VII
Hacía más de dos horas que estábamos en marcha. Empecé a sentir escalofríos y sueño.
En la oscuridad se dibujaban confusamente los mismos objetos indefinidos: a cierta distancia, la barrera negra con las mismas manchas que se movían; a mi lado, la grupa de un caballo blanco que agitaba la cola y caminaba a grandes pasos; una espalda con guerrera blanca de circasiano sobre la cual se balanceaban un fusil en una funda negra y el blanco mango de una pistola en un estuche bordado, el fuego de un cigarrillo que iluminaba unos bigotes rubios, un cuello de castor y una mano con guante de gamuza. Me inclinaba hacia el cuello del caballo y, cerrando los ojos, me adormecía durante algunos instantes; después, el familiar ruido de los cascos de los caballos y algún rumor me despertaban: miraba a mi alrededor y me parecía que estaba parado y que la negra barrera que me precedía avanzaba hacia mí o bien que se detenía y que yo me echaba sobre ella. En uno de tales momentos, me sorprendió aún más aquel rumor ininterrumpido que se acercaba, cuya causa no podía adivinar. Era un murmullo del agua. Entrábamos en una profunda garganta y nos acercábamos al río de la montaña que en aquella época estaba desbordado. El rumor de intensificaba, la húmeda hierba era cada vez más espesa y más alta, los arbustos, cada vez más frecuentes y el horizonte se estrechaba poco a poco. De cuando en cuando, aparecían en distintos puntos del tenebroso fondo que formaban las montañas unas llamas que no tardaban en desaparecer.
—Dígame, por favor, ¿qué son esas llamas? –pregunté, en un susurro, a un tártaro que iba a mi lado.
—¿No lo sabes? –replicó.
—No.
—Son los habitantes de las montañas que atan paja a una estaca, la encienden y la agitan en el aire.
—¿Para qué?
—Para que todos sepan que han llegado los rusos. En este momento hay un gran alboroto en las aldeas –añadió, echándose a reír—. Todos llevan sus riquezas a los barrancos, para ocultarlas.
—¿Acaso saben ya en las montañas que avanza el destacamento? –le pregunté.
—¿Cómo podrían ignorarlo? Lo saben todo: así son los nuestros.
—¿Entonces también Shamil se estará preparando para la lucha?
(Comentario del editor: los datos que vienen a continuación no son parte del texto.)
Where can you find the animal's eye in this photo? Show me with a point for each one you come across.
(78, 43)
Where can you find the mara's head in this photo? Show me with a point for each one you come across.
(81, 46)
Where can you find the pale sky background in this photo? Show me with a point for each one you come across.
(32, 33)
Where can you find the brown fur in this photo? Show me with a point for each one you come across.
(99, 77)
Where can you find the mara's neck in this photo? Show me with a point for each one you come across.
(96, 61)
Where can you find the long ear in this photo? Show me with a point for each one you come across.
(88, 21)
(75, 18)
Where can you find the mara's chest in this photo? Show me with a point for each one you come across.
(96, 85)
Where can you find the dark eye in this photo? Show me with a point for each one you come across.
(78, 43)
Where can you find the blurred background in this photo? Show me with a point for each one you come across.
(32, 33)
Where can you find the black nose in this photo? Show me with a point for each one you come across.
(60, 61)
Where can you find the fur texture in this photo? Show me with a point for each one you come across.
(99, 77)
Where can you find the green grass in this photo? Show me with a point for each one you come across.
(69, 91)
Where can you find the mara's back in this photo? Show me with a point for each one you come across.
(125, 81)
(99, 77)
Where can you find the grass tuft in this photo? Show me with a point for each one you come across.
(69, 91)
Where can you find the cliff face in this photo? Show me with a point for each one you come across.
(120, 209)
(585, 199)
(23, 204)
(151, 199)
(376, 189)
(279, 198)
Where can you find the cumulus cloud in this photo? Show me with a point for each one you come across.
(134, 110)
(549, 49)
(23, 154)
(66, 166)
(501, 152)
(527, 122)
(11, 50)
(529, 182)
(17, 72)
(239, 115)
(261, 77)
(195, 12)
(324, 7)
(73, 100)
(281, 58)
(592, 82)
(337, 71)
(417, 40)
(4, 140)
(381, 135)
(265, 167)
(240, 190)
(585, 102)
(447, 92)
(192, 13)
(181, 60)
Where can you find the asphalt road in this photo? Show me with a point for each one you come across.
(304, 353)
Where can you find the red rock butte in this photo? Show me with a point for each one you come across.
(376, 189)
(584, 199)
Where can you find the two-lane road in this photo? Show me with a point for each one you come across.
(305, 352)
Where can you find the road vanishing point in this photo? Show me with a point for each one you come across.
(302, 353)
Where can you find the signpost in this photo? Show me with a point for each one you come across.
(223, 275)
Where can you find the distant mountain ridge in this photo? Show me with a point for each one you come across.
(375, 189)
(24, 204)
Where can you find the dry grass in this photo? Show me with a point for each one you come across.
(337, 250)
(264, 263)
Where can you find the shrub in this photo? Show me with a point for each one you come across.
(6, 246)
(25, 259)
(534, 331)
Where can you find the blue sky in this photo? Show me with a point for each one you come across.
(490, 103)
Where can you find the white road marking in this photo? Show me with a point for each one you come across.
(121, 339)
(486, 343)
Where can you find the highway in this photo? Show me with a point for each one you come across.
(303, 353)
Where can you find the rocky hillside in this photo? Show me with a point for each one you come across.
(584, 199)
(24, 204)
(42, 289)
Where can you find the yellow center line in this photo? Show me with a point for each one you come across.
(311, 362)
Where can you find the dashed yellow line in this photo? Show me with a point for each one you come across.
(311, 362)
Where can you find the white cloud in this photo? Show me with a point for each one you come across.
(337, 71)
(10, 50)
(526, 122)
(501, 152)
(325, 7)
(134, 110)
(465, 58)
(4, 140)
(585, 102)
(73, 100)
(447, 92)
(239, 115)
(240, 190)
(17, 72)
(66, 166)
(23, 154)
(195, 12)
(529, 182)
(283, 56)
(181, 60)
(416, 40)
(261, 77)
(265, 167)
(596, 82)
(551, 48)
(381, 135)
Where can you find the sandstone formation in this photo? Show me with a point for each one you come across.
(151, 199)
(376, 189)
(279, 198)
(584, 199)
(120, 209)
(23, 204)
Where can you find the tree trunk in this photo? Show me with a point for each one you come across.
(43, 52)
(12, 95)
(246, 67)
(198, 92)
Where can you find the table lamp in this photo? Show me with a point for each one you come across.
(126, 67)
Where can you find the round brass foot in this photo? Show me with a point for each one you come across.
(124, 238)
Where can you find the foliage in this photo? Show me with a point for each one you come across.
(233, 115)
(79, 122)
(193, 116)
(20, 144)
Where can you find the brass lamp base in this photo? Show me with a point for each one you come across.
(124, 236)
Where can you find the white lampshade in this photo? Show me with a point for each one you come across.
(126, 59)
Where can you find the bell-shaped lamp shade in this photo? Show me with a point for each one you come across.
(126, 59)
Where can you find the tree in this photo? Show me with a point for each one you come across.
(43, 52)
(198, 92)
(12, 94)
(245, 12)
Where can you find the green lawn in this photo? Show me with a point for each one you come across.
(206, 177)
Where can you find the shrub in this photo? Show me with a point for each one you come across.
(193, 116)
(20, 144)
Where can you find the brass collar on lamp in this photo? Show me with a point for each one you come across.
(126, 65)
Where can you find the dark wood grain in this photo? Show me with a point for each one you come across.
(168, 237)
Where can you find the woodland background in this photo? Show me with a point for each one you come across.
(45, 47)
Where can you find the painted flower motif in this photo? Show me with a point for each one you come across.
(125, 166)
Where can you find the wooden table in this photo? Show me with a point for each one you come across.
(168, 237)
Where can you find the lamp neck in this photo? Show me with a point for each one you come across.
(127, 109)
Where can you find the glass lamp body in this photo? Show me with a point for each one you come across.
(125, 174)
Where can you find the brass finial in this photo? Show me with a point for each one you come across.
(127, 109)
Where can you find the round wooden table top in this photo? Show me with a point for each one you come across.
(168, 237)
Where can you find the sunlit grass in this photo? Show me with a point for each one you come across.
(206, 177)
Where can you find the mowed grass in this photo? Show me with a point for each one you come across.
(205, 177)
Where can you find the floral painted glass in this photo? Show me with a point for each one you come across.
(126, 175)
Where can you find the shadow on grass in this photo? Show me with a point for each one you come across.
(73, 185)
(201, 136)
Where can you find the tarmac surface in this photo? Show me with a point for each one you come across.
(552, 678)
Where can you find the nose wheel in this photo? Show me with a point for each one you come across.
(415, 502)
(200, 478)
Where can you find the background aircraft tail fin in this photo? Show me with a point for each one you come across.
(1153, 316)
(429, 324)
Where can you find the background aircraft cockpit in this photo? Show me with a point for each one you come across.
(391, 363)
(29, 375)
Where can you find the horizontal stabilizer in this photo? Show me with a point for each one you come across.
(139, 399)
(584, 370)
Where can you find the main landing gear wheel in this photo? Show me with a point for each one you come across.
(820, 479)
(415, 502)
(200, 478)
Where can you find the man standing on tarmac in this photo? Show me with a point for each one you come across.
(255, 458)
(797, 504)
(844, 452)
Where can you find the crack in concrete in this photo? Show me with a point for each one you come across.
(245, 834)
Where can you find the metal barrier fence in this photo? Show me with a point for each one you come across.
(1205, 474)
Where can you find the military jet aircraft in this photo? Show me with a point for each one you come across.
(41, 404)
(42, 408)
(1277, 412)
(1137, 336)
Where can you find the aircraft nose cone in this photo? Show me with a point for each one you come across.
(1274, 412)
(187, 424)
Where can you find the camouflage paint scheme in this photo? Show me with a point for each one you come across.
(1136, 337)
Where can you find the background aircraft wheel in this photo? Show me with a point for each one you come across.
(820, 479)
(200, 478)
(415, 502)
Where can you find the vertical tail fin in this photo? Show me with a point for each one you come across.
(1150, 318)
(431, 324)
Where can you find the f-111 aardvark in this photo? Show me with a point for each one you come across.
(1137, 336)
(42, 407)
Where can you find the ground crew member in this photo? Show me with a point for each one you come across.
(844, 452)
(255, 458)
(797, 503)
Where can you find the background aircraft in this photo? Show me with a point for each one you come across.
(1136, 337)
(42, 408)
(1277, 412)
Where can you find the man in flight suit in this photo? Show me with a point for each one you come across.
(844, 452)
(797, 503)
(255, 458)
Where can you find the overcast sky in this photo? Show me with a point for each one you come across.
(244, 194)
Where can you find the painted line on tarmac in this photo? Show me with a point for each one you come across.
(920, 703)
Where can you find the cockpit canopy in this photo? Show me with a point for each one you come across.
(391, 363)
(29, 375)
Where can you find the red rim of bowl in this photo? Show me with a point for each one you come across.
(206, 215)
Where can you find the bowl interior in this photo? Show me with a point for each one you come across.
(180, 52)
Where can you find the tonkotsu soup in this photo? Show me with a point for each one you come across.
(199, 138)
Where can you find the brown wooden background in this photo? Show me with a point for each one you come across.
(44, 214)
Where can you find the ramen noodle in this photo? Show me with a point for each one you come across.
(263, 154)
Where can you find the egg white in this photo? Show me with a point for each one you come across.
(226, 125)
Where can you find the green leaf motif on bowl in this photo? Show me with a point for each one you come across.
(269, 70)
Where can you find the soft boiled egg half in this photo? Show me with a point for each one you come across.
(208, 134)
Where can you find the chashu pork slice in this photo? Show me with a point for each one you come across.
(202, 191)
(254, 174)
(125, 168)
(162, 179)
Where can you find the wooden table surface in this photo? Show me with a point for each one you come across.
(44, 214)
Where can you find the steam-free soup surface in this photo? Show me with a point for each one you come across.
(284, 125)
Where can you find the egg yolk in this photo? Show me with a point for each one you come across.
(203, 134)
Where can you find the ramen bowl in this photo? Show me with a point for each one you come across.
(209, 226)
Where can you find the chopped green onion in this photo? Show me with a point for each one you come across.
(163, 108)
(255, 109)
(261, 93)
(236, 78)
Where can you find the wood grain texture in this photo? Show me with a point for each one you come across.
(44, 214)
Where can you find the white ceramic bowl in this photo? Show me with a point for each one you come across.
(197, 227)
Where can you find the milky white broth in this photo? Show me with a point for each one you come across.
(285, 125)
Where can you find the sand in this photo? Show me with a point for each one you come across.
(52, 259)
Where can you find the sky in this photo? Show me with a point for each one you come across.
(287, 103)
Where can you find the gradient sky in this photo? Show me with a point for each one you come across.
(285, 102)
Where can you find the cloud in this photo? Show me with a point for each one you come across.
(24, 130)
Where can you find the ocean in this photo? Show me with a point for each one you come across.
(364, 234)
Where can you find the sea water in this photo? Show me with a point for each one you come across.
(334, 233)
—No –replicó, moviendo la cabeza negativamente—. Shamil no asistirá a las operaciones;
enviará a sus naib. (Así se llamaban los hombres a quienes Shamil confiaba alguna parte de su gobierno) y el las presenciará con su anteojo desde arriba.
—¿Vive lejos?
—No. Ahí a la izquierda, a unas diez verstas.
—¿Cómo lo sabes tú? ¿Acaso has estado allí? –pregunté.
—Sí; todos nosotros hemos estado en la montaña.
—¿Y has visto a Shamil?
—¡No! Los soldados no lo ven nunca. Tiene a su alrededor cien, trescientos y hasta mil miurides (especie de ayudante o de guardia de corps). ¡Shamil está siempre en el centro! – agregó con expresión de respeto servil.
Mirando hacia lo alto, se podía observar que el cielo, despejado ya, empezaba a clarear por el Este; pero el desfiladero por el que avanzábamos estaba oscuro y húmedo.
De pronto, ante nosotros, se encendieron en la oscuridad varias lucecitas, y al mismo tiempo silbaron unas balas; a lo lejos, en medio del silencio se oyeron disparos y un enorme griterío. Era el piquete de vanguardia del enemigo. Los tártaros que lo componían prorrumpieron en gritos, dispararon al aire y se dispersaron.
Todo quedó en silencio. El general llamó al intérprete. Un tártaro que llevaba una guerrera blanca circasiana se acercó a él. Le habló en voz baja y gesticulando, durante bastante rato.
—Coronel Jasanov: ordene que rompan filas –dijo el general lentamente y en voz baja, aunque firme.
El destacamento llegó hasta el río. Las negras montañas de la garganta quedaron atrás;
empezaba a clarear. El firmamento, en el que apenas se veían las pálidas estrellas, parecía estar más alto; un rayo luminoso resplandeció en el Levante; una brisa fresca soplaba desde el Poniente y la niebla, clara como el vapor, se elevó desde el río que rumoreaba.